How to make a mechanical drop sleeve
A classic example of a mechanical drop device is the skull crusher, used for the clenched bench press. After isolating the triceps with the cranial crusher, you transition to pushing exercises, keeping your hands tight to emphasize the triceps, while also recruiting the pecs to help you complete more reps.
This cable fly mechanical drop is another great option. Instead of changing the movement, you change the angle of the movement to help you keep the target muscle (your pectoral muscle) under constant tension for a long time. But regardless of your workout progress, there are a few key elements to getting it right.
●Do not change the load or target muscles between sets.
● Use the above suggestions to change the exercise to make it “easier”.
●Choose a weight and challenge you to complete each set of about 8 to 10 reps. You don’t need to have a technical glitch every time (i.e. you can’t do another repetition in perfect form), but you should be close.

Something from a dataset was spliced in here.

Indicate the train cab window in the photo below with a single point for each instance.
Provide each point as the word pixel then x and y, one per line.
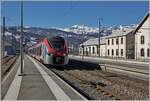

Like traditional drop sets, mechanical drop sets are very strenuous, so each exercise only needs to be done once or twice, targeting only one or two muscle groups. They also tend to work best when performed at the end of a weightlifting class (for example, as a finisher). But perhaps the biggest similarity between these two weightlifting strategies is how quickly you’ll notice results — which is why both should have a place in your program.